I didn’t climb on this exposure—there wasn’t time and the rock has treacherous footing. It’s full of texture, though, and this exposure higher up on Kimberlin Heights suggests that it’s pretty chunky.

kimheights-exposure

Locality 2 is on the next street down, Colgett Drive, which is too new to be shown on the base map above. It exposes serpentinite all the way to the end, where I collected this fragment to take home.

crestmont-blue-specimen

I wanted to inspect it as closely as I know how. I have several hand lenses as well as a teeny pocket microscope that gets me up to 45X. With those tools, I perceive that the rock consists of blue bits the color of glaucophane in a matrix of light-colored serpentine. I continue to think of it as blueschist, but I’ll save that discussion for a later post. The point is, just because this area is mapped as serpentinite doesn’t mean it’s 100 percent one thing or another. But for all practical purposes this area is serpentine rock.

Locality 3 is the spot on Crestmont Drive I showed in my very first post, back in 2007. It looks a lot better now. You could creep around the fence and give it a good examination.

crestmont-ur-exposure

There are a couple of interesting things going on here. First is that just around the corner on the left side, where Butters Drive intersects Crestmont, the rock abruptly changes to the Knoxville Formation (KJk), a nice brown mudstone.
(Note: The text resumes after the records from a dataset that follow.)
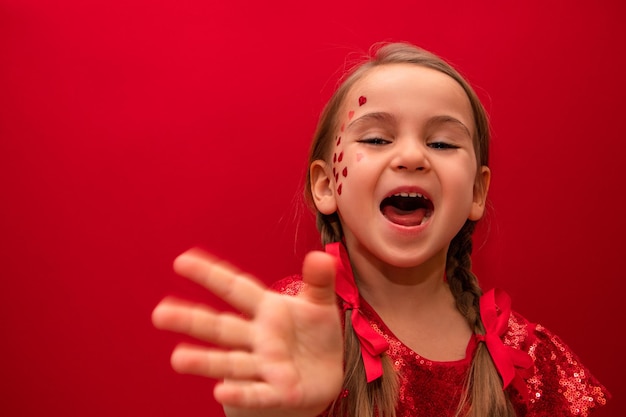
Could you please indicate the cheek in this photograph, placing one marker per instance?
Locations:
(343, 167)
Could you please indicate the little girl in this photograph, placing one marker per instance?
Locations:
(390, 321)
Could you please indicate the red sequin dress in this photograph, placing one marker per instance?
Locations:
(559, 386)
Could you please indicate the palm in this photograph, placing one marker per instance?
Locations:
(286, 357)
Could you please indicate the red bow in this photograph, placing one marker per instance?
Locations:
(373, 345)
(495, 310)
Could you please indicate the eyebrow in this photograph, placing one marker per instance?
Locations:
(380, 117)
(444, 119)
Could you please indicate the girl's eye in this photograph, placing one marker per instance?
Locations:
(442, 145)
(374, 141)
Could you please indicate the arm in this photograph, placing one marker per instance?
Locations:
(284, 358)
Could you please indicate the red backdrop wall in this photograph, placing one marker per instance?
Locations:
(132, 130)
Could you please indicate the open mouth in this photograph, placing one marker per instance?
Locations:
(407, 209)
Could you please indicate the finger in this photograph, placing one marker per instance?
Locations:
(246, 394)
(318, 273)
(231, 285)
(201, 322)
(201, 361)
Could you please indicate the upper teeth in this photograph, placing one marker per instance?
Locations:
(410, 195)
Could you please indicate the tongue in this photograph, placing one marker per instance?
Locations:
(404, 217)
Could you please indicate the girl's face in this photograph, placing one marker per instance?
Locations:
(402, 173)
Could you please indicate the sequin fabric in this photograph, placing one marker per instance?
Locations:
(559, 386)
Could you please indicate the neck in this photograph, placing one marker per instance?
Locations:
(402, 290)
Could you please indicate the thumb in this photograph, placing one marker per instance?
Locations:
(318, 273)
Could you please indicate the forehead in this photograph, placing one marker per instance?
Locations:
(410, 90)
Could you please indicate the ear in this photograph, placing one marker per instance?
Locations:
(321, 188)
(481, 187)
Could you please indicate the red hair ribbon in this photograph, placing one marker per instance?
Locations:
(373, 344)
(511, 363)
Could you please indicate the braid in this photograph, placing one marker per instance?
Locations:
(462, 281)
(484, 396)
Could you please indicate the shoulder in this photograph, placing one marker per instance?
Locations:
(559, 383)
(291, 285)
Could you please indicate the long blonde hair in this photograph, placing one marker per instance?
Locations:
(484, 396)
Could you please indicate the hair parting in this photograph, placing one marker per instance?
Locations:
(483, 396)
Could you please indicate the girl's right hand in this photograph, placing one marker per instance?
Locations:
(284, 357)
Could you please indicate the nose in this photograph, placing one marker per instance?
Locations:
(411, 155)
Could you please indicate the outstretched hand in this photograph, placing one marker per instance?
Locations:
(284, 356)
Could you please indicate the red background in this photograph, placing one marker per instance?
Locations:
(132, 130)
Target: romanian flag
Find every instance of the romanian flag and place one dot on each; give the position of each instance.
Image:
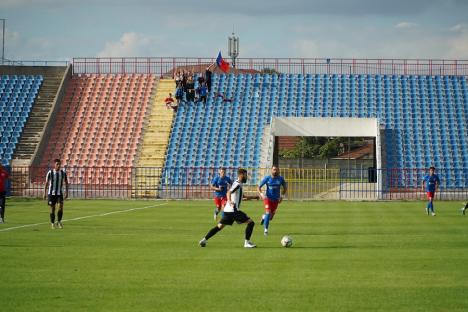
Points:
(222, 64)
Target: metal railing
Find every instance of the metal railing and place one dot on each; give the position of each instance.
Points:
(7, 62)
(193, 183)
(166, 66)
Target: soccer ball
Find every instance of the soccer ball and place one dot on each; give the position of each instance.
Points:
(286, 241)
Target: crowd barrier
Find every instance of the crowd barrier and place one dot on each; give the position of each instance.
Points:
(166, 66)
(194, 183)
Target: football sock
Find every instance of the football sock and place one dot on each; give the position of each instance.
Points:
(266, 221)
(249, 230)
(2, 206)
(212, 232)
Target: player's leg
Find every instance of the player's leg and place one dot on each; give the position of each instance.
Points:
(270, 210)
(267, 209)
(2, 206)
(248, 233)
(431, 204)
(428, 206)
(464, 208)
(52, 204)
(242, 218)
(60, 213)
(218, 206)
(227, 219)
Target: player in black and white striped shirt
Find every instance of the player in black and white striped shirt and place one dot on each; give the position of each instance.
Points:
(233, 213)
(53, 191)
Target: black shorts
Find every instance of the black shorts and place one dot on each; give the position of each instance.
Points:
(238, 216)
(54, 199)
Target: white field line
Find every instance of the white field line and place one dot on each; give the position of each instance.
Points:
(81, 218)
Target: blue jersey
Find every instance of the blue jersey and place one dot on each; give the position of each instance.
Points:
(273, 184)
(431, 181)
(222, 183)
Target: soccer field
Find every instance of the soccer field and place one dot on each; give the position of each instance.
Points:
(347, 256)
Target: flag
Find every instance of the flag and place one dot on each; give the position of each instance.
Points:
(222, 64)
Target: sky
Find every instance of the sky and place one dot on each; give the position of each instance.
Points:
(63, 29)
The geologic map puts a thrust fault there separating the two rocks.

Second is that on the righthand side you can see signs of the pavement being disrupted by some sort of ground movement. Cracking related to it extends across the road. That has taken place in the 7-1/2 years since I last came here. I went to inspect it more closely, but my attention was drawn instead to an unusual sight: a swarm of bees gathered on open ground.

crestmont-bees

I lingered long enough to take two shots, but after the first one I sensed dozens of bees zipping past both my ears, so I let the poor critters be. It was a raw day, and I hope they found a new space to set up housekeeping.